To study the 5-HT2A receptors in the living human brain, using positron emission tomography (PET), two selective radiotracers are currently in use: [18F]altanserin and [11C]MDL 100907. It is, however, currently unknown to what extent data obtained with either tracer are directly comparable. The aim of this study was to compare binding characteristics of these two radiotracers in rat brain with respect to affinity (Kd), receptor binding density (Bmax), binding potential (BP), and nonspecific binding. Further, binding kinetics, sensitivity towards competition with the endogenous transmitter serotonin, and the competitive/noncompetitive interaction between the two radioligands were evaluated. In addition, the selectivity of [18F]altanserin for the 5-HT2A receptor was assessed.

The Kd value of [18F]altanserin and [3H]MDL 100907 was in the order of 0.3 nM. Bmax in frontal cortex was 523 and 527 fmol/mg protein, respectively. The binding of [18F]altanserin was not influenced by blocking either the 5-HT2B/2C or the α1-adrenergic receptors. At 37°C the association t1/2 was 2.8 and 2.7 min and the dissociation t1/2 was 11 and 13.5 min for [18F]altanserin and [3H]MDL 100907, respectively.

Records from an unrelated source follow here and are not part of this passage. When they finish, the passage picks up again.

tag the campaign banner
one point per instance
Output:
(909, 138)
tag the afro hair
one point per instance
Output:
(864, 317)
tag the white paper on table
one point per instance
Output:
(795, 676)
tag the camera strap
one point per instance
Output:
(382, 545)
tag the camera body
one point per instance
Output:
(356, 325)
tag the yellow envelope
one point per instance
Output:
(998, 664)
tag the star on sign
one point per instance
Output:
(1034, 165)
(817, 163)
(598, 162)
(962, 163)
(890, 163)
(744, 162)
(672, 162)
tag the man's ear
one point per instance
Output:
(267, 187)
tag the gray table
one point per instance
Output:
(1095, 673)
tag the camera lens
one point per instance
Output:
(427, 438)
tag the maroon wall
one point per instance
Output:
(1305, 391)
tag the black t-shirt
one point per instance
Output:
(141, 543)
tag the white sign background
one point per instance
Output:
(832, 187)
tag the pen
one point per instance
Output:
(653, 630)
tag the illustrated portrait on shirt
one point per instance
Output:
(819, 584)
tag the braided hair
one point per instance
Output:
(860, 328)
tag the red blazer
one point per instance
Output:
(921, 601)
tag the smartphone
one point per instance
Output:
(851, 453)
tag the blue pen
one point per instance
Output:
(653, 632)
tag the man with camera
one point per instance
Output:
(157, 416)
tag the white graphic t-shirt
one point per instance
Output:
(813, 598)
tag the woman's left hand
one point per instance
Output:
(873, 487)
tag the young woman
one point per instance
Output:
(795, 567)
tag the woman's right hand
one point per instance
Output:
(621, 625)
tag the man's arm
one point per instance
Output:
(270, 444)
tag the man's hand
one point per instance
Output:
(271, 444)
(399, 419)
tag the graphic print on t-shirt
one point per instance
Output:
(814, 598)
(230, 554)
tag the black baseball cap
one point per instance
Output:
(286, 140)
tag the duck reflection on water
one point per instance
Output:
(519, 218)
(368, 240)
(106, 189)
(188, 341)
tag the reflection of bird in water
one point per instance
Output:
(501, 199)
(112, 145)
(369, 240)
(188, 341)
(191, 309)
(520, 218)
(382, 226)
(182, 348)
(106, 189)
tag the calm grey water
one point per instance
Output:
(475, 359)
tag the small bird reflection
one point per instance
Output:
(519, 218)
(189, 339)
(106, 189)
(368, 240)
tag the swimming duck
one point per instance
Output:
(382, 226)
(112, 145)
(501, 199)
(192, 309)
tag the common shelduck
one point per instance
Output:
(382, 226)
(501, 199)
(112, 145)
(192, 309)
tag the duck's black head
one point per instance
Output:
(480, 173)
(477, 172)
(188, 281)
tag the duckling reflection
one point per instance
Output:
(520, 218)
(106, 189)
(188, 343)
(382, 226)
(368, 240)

Both radioligands were displaced by 5-HT, only at high concentrations; the Ki value of 5-HT ranging between 650 and 3,300 nM. This indicates that binding of both radioligands in PET studies is not directly influenced by changes in endogenous 5-HT.

Overall, the binding of [18F]altanserin and [3H]MDL 100907 to the 5-HT2A receptor was very comparable, showing selective high affinity binding in the subnanomolar range. Synapse 58:249–257, 2005. © 2005 Wiley-Liss, Inc.